1 Thessalonians 1:1-5

1 Thessalonians 1:1-5



  • Among the more difficult teachings of the Christian faith is the doctrine of predestination. According to this biblical doctrine, all people are born into this world dead in their sins, making them guilty before a righteous God and unwilling to turn to God for life and forgiveness (see Rom 3:9-18; Eph 2:1-3). Therefore, if anyone is to be saved, God must sovereignly act in grace and love on their behalf. The first act of his grace toward fallen humanity is to predestine or choose, apart from any foreseen merit or faith, some people to be part of his family (see Rom 8:28-30; Eph 3:4 & 11). 
    • What do you think about the doctrine of predestination?
    • In what ways is this doctrine difficult? In what ways is it beautiful?
    • How do you know if somebody is “chosen?”

Paul and his missionary companions thank God for the faith, hope, and love of the Thessalonian Christians because these Spirit-wrought virtues are evidence that God has chosen them.

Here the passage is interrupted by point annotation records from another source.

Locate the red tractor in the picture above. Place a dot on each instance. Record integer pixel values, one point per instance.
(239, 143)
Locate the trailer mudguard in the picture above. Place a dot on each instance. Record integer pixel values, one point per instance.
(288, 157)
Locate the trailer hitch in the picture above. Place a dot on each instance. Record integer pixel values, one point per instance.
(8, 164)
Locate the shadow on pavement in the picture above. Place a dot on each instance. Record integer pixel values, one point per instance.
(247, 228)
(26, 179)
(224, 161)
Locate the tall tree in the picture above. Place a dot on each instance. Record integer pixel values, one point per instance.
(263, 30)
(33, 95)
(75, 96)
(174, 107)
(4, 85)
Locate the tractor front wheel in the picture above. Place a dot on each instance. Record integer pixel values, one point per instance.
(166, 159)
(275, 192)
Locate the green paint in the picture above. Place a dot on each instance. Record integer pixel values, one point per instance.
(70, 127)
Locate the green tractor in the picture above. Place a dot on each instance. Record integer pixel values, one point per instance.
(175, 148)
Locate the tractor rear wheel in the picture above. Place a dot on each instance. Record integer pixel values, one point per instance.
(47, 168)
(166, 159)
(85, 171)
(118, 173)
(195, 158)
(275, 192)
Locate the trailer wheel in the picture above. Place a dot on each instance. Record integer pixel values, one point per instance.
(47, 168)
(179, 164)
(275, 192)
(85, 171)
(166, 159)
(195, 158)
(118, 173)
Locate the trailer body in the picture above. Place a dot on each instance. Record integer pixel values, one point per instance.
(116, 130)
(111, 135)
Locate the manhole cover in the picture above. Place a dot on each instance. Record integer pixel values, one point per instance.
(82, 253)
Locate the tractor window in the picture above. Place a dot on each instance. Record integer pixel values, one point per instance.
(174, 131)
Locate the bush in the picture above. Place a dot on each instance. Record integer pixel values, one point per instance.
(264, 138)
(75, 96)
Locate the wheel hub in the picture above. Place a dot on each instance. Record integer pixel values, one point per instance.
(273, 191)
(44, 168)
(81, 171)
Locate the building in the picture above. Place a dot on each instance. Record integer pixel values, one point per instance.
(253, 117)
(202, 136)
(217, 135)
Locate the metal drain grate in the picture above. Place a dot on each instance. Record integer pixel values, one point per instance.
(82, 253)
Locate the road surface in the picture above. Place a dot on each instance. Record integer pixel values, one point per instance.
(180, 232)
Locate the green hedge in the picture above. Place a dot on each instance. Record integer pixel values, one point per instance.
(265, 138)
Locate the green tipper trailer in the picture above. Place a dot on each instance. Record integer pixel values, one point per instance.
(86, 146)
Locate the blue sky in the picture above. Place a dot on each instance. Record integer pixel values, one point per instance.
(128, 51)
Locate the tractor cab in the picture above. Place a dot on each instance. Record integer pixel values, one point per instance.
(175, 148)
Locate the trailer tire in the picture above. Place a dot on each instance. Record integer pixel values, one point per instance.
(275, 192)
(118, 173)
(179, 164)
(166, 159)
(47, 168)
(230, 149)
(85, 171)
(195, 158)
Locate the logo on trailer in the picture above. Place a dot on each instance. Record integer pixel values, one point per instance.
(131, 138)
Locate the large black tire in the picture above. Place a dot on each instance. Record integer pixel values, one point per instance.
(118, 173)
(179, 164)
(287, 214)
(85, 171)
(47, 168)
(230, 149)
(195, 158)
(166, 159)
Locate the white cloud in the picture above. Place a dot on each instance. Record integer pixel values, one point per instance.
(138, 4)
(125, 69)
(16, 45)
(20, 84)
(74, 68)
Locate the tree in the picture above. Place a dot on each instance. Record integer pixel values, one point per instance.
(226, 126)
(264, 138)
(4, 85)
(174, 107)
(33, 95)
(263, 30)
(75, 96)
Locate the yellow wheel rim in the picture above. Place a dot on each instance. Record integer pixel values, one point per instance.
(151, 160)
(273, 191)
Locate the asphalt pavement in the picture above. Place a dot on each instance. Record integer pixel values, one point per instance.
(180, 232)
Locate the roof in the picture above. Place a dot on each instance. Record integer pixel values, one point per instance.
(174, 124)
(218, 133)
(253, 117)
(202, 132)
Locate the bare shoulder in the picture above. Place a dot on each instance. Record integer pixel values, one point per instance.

Read 1 Thessalonians 1:1-5 aloud.


  • The first prominent theme, found in verses 2-3, is that of giving thanks. Examine the text together using these questions:
    • Who is giving thanks?
    • When do they give thanks?
    • For whom are they giving thanks?
    • How do they give thanks?
    • What do they remember about the Thessalonians that overflow in thanks?
  • The second big theme in the text is that of election or predestination. In verses 4-5, Paul says that he and his companions know that God has chosen the Thessalonians for salvation.
    • What four pieces of evidence led him to this conclusion?
    • And what do each of these things mean, practically speaking?


Many people act as if the doctrine of predestination exists so that Christians will always have something interesting to argue about. On the other hand, Paul uses this doctrine not to argue with other Christians but instead to bring assurance to other Christians! He does this by highlighting for the Thessalonians all of the “evidences” of God’s grace and power in their lives, demonstrating that they indeed are a part of God’s family (i.e., chosen by God). Paul mentions their faith, love, and hope in Christ that leads to good work and labor. He also says hearing and believing the gospel, experiencing the power of the Holy Spirit, and having deep Christian conviction. And he addresses them as beloved brothers and sisters!

As an application, spend some time in your group deepening one another’s assurance by highlighting specific ways you see God at work in one another’s lives. 

You can begin each affirmation like this: “[Name], I thank God for you and know that God has chosen you to be part of his family because I see…[list your affirmations].”